The Monster

The Monster (2016)
★ / ★★★★

In order for an allegorical horror picture to work, it must first be successful as a horror film. “The Monster,” written and directed by Bryan Bertino, is well-intentioned but it is far from an entertaining and exciting submission to the genre. It lacks vitality, joyousness, and creativity that memorable creature-features possess and so sitting through it is not only a bore but also a waste of time. For a movie that is supposed to function on a metaphorical level, the characters are written as though they were ripped right off standard horror fares where they make one stupid decision after another.

The centerpiece of the story, a strained mother-daughter relationship, is not compelling. Kathy (Zoe Kazan) and Lizzy (Ella Ballentine) are on the road late at night during a storm after yet another day of anger and resentment in their home. Kathy loses control of the vehicle when an animal appears out of nowhere. They examine the animal but immediately notice something strange: the corpse has wounds—deep scratch marks—that are highly likely not directly due to the collision. Later, back inside the inoperative car, Kathy and Lizzy notice that the corpse on the road, there merely a few seconds prior, is no longer around.

Notice that everything in the above description offers no originality. Because it is so standard, so cliché, we wait for a twist or a breath of fresh air amidst the foul stench of recycled elements. A surge of inspiration, whether it be in the form of thrill or suspense, never comes. Instead, we are provided numerous derivative flashbacks that show the abuse Lizzy endures under the care of her drug- and alcohol-addicted mother. We see screaming matches. Lizzy being neglected. Lizzy getting hit across the face. Obviously, the metaphor is the mother being a monster. Kazan plays the character most unconvincingly.

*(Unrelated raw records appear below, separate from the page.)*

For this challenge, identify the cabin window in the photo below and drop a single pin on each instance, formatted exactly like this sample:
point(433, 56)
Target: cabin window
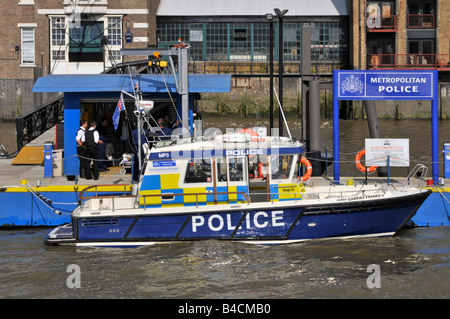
point(198, 171)
point(236, 166)
point(235, 169)
point(281, 166)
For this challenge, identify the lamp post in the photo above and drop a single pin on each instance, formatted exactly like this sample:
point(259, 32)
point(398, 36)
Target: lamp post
point(269, 17)
point(280, 15)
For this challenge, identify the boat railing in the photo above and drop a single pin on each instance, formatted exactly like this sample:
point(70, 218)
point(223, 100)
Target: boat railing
point(420, 171)
point(134, 199)
point(197, 202)
point(127, 200)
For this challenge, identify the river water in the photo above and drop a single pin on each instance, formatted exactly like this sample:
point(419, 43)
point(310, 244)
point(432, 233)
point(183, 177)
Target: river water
point(413, 264)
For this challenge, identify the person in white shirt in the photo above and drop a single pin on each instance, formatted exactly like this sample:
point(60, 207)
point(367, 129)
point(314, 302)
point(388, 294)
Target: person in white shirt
point(81, 148)
point(91, 139)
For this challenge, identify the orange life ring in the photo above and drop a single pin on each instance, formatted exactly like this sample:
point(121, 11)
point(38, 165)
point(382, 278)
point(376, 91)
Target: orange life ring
point(360, 166)
point(308, 165)
point(253, 134)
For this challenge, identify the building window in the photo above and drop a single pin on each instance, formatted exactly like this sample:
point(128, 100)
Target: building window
point(28, 50)
point(114, 31)
point(58, 31)
point(229, 41)
point(327, 42)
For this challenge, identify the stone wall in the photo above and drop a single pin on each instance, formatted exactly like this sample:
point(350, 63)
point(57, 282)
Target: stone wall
point(249, 97)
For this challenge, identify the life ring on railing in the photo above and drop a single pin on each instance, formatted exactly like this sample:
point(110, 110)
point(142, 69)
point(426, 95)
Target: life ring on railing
point(308, 165)
point(360, 166)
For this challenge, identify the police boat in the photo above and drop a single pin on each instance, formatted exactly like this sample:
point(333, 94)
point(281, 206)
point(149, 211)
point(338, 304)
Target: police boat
point(235, 187)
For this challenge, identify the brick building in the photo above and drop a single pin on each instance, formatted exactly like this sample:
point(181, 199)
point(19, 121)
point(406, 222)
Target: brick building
point(65, 37)
point(85, 36)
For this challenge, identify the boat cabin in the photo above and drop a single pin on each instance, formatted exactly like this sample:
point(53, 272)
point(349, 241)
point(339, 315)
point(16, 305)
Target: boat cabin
point(227, 169)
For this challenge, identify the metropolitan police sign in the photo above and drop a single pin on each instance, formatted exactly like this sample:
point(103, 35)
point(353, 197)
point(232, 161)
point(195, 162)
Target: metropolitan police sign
point(385, 85)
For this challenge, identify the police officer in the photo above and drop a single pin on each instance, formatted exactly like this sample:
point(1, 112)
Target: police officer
point(81, 149)
point(91, 141)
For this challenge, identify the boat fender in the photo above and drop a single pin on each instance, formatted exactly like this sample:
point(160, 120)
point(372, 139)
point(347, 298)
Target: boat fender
point(362, 168)
point(260, 170)
point(308, 165)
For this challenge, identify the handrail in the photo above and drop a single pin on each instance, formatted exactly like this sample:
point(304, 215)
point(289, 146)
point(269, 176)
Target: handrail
point(298, 195)
point(196, 195)
point(81, 195)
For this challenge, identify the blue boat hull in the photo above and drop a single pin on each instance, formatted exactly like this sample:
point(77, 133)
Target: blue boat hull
point(21, 207)
point(288, 223)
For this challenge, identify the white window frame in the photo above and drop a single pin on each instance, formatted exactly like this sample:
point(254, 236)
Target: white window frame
point(113, 47)
point(110, 47)
point(29, 27)
point(59, 47)
point(26, 2)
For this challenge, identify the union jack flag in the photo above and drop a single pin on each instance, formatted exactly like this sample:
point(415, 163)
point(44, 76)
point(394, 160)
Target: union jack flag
point(119, 108)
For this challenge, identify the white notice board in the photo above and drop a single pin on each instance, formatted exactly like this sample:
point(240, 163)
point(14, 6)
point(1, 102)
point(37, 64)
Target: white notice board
point(378, 150)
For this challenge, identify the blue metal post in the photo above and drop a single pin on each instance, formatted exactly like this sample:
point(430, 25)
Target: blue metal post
point(389, 172)
point(434, 130)
point(48, 160)
point(336, 140)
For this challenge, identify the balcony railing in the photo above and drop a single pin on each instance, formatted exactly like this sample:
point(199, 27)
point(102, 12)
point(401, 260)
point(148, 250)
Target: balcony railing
point(382, 23)
point(421, 21)
point(408, 61)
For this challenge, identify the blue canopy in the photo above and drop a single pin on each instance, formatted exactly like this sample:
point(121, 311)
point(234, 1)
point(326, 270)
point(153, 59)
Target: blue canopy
point(149, 83)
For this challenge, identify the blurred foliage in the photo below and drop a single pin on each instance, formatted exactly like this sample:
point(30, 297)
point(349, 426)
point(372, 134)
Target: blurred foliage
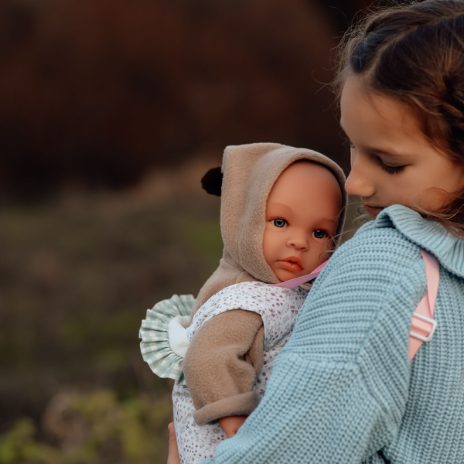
point(98, 92)
point(76, 277)
point(88, 428)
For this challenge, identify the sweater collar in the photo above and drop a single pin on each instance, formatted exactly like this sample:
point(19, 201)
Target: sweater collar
point(429, 235)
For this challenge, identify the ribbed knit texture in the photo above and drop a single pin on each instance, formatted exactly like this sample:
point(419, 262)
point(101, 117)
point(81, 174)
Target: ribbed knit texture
point(343, 389)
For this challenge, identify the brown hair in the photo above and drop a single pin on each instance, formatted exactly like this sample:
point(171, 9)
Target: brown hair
point(415, 53)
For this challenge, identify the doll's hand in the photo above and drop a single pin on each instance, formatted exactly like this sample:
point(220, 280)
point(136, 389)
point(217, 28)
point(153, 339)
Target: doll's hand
point(231, 424)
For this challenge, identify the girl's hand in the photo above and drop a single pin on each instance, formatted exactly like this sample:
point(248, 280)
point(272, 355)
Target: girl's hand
point(231, 424)
point(173, 452)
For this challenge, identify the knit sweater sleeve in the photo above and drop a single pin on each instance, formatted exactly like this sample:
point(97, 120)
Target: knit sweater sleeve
point(339, 388)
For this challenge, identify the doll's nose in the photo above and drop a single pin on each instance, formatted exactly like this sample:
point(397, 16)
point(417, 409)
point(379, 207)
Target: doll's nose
point(299, 242)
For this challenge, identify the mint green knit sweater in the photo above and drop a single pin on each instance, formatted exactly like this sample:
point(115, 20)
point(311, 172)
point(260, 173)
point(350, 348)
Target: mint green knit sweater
point(343, 389)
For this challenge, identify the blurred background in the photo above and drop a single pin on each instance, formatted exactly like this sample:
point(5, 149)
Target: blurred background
point(110, 113)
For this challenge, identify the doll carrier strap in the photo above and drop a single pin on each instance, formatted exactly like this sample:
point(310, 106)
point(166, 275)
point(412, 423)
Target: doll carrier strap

For us to invest fully into the story, at the very least, the central relationship must be convincing. Kathy the abusive mother is thrown out the window altogether the moment the accident occurs. She becomes motherly, significantly warmer, someone one wouldn’t think to be so bad without the hackneyed, ill-placed flashbacks. There is a disconnect between the past and the present Kathy which is partly Kazan’s responsibility to bridge since it is her job to interpret the character. Instead, she employs her usual techniques of a doe-eyed, soft-voiced young woman as if she were in an independent comedy-drama she had gotten accustomed to. I got the impression that she is a one-note performer.

Partly responsible is the writer-director for not having created a character who we come to recognize is extremely flawed yet who still possesses redeeming elements. It goes to show that fusing drama and horror requires a superior ability to understand psychology. Merely showing familiar images of child abuse is not enough; it must go deeper than behavior in order to make a compelling character who we root for later on because it feels natural, not due to the plot forcing us to see yet another behavior that we cannot relate with on any level.

“The Monster” does have an actual monster in it, if you were wondering. Its look is nothing special, but I commend how shadows are utilized to hide it for the majority of the film. When shown full-bodied, however, it looks like someone wearing a bulky rubber costume.